Tag Archives: Amazon AWS

Cloud storage features wish list

This is a follow up to my previous article about DynamoDB shortcomings. Here I’m talking about solutions I’m familiar with: AWS DynamoDB, MS Azure Storage Tables, Google AppEngine Datastore. As far as I know there is no other solutions of comparable scale / maturity out there.

Transparent support for data compression.

All the storages impose some limit on item size or attribute size. So when storing large objects like texts or JSON it makes sense to compress them as one way to mitigate the limit. This looks like totaly user-land problem, however life would be much easier if one could specify content-encoding for each attribute. This way one could have let’s say data attribute and serialize it with or without compression based on the specific conditions or software version. Then one can dream of having this natively supported by official client libraries — your cloud is only as good as your client library. Just let user set  is_compressible optional flag for each attribute, and let library handle the rest, and do transparent decompression on read based on content-encoding. And as a third level support web management console should understand and support decompression too.

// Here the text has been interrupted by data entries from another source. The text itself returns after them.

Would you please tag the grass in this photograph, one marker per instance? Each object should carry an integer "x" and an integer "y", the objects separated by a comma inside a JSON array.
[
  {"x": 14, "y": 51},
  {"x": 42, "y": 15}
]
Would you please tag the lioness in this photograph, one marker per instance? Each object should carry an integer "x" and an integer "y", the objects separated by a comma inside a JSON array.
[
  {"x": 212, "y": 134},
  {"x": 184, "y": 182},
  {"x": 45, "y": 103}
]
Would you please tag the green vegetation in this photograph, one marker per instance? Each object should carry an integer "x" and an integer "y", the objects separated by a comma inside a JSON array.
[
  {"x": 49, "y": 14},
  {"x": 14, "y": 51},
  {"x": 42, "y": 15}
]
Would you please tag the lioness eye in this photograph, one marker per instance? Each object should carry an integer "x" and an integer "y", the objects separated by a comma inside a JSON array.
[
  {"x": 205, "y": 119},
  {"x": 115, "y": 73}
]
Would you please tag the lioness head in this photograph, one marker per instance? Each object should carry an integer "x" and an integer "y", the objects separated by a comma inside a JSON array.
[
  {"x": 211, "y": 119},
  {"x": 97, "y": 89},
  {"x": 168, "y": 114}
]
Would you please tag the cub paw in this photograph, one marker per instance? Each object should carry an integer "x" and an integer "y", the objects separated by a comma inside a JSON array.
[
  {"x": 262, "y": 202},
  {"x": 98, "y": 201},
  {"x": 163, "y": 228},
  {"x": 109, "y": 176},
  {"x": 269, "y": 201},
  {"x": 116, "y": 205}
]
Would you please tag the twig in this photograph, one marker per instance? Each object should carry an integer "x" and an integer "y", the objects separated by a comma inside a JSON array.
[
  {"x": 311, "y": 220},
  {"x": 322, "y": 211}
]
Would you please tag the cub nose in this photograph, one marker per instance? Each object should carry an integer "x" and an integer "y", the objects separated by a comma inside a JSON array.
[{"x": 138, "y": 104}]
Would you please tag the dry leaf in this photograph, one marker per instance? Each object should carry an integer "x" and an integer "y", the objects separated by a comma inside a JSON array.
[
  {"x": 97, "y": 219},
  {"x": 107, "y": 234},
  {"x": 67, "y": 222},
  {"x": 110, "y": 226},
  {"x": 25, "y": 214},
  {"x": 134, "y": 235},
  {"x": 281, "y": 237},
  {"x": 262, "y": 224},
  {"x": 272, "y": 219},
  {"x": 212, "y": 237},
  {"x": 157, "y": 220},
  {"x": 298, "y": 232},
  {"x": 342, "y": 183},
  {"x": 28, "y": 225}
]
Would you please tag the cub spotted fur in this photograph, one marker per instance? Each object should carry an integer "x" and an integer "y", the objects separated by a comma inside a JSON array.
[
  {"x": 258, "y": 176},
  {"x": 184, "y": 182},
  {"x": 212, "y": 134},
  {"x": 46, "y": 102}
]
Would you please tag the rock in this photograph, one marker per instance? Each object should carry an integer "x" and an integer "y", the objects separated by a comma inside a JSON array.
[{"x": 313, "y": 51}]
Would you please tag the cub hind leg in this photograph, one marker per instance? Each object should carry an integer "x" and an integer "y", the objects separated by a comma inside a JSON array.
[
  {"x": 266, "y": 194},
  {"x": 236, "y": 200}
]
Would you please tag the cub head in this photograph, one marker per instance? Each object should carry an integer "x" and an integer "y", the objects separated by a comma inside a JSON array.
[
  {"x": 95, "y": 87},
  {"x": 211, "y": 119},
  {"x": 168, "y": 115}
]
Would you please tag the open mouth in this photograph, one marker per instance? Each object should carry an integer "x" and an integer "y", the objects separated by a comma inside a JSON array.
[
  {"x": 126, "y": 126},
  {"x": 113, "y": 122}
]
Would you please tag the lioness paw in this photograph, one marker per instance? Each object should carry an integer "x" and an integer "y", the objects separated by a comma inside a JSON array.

Transparent support for “overflow” storage

This may be familiar to those who knows how Postgres et al store data. While it is short it is stored as a single row record, once it becomes too large it “overflows” to separate table. I understand technical reasons of 400KB / 1MB limits and reasoning that “nobody will ever need more” ;)) However occasionally people do need more. In our use case 99.9% or 99.99% of data fits into the limit (with a good headroom), but then there is that 0.01–0.1% which does not, and it is a headache. Please, do transparent support for large objects. Make it slow, make it expensive, but do support large object.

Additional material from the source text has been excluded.